8. This point stresses the fact that great pain alters the nature of friendship. When you go through distress, your relationships are often transformed. You are a different person, and the way you relate to other people, especially people whom you knew previously, is different. This can be seen by noting three things from the relationship of Job and the friends. First, they come to him and visit him sympathetically (2:11-13). They don't say a word. They treat him as if he was dead, mourning and weeking for seven days. To use modern terms, they "sit shivah" with him for a week. Then, second, when the first friend opens his mouth (Eliphaz), he speaks ambiguously to Job. Many commentators deny the ambiguities or double-entendres of Job 4-5, but I point several of them out in my essays on those chapters. I hypothesize that one of the reasons for Eliphaz's double speak is that he may not know how to react to Job in his distress. The friends have never seen Job in this condition. To expect them to know how to relate to him in these circumstances is expecting a lot. They simply are confused and possibly afraid. Here is the greatest man in the East, felled by a debilitating series of losses and, apparently, at loose ends (after his speech in ch.3). What might happen to me, a man of lesser accomplishment, if the same situation came on me?

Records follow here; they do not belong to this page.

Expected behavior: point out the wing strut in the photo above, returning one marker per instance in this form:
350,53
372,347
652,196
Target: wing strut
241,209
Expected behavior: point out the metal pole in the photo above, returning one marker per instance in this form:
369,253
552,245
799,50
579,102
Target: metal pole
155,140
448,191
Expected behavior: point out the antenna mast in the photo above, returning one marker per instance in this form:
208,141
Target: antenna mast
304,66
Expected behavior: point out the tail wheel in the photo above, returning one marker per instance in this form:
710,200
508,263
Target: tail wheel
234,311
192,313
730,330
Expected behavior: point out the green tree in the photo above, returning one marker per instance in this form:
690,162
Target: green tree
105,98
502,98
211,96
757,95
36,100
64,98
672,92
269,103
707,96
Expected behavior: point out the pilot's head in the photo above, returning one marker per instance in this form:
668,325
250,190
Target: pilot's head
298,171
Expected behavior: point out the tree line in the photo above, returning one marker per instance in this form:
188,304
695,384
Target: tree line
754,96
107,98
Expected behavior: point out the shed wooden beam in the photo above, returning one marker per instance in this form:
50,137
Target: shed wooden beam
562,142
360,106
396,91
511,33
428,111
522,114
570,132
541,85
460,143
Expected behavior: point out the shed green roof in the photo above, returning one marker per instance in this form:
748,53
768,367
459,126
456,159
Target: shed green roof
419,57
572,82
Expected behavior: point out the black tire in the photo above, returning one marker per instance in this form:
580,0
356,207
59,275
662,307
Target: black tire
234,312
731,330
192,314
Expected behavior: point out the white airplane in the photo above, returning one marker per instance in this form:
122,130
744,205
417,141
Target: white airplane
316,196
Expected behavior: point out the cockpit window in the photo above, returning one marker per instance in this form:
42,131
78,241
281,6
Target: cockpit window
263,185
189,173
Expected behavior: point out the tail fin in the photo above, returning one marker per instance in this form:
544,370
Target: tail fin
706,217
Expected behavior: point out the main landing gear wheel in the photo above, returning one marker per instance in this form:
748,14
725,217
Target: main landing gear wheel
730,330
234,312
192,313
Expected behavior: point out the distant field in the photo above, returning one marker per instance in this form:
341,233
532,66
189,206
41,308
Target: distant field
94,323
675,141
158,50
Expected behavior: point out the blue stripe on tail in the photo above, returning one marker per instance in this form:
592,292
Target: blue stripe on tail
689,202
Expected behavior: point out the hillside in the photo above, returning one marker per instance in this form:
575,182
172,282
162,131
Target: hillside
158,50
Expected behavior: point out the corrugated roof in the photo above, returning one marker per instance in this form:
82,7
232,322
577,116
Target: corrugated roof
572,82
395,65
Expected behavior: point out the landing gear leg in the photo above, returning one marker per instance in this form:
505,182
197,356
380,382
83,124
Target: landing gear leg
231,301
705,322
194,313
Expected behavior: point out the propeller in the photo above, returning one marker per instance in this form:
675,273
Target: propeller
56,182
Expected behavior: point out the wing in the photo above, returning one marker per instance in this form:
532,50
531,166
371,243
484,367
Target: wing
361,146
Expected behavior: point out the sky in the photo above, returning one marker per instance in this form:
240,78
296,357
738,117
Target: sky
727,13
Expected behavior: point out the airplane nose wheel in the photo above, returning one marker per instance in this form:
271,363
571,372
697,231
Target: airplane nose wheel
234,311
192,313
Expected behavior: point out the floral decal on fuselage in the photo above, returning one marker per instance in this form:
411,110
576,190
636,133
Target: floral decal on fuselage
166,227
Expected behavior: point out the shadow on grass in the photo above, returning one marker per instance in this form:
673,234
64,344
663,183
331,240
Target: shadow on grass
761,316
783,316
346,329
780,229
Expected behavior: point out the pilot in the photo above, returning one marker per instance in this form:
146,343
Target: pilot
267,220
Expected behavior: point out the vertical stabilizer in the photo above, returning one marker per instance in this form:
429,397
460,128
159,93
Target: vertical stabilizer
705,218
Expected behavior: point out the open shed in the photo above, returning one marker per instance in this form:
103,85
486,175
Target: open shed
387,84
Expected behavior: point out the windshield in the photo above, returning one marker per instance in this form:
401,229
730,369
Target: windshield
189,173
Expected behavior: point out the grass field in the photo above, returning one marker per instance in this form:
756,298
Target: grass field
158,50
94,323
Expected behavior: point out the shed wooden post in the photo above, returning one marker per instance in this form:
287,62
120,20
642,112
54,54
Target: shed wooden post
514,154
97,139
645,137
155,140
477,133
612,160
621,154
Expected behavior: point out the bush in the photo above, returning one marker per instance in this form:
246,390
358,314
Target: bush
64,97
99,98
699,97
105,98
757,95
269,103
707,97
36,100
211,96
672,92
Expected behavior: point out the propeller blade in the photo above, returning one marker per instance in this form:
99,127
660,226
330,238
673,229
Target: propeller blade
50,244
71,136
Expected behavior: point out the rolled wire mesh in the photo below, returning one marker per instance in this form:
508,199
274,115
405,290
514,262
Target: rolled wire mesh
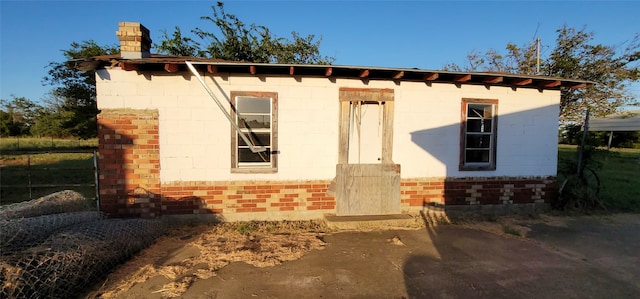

Third, when Job then responds to Eliphaz's ambiguous words in 4-5, he attacks the friends unmercifully (6:14-30). He begins with no-holds-barred words: "My companions are treacherous like a torrrent-bed, like freshets that pass away" (6:15). They are as unreliable as the freshets that pass away in the time of heat. One day they are there for you; the next day they are not. Note that Job has "heard" Eliphaz's double entendres as subtle, or not so subtle, judgments on him. Though Eliphaz has not come right out and said that Job is experiencing his distress because of some kind of sin, he leaves that impression throughout his speech.
Thus, the chords of friendship become frayed, almost to the breaking point, because friends don't know what to say and then interpret or overinterpret each other's words to the detriment of the relationship. They are in new psychological territory together, and they don't tread it well or easily. Their breakdown in communication helps those of us who want to understand the interpersonal dynamics attendant upon loss. Friendships, almost always, are changed.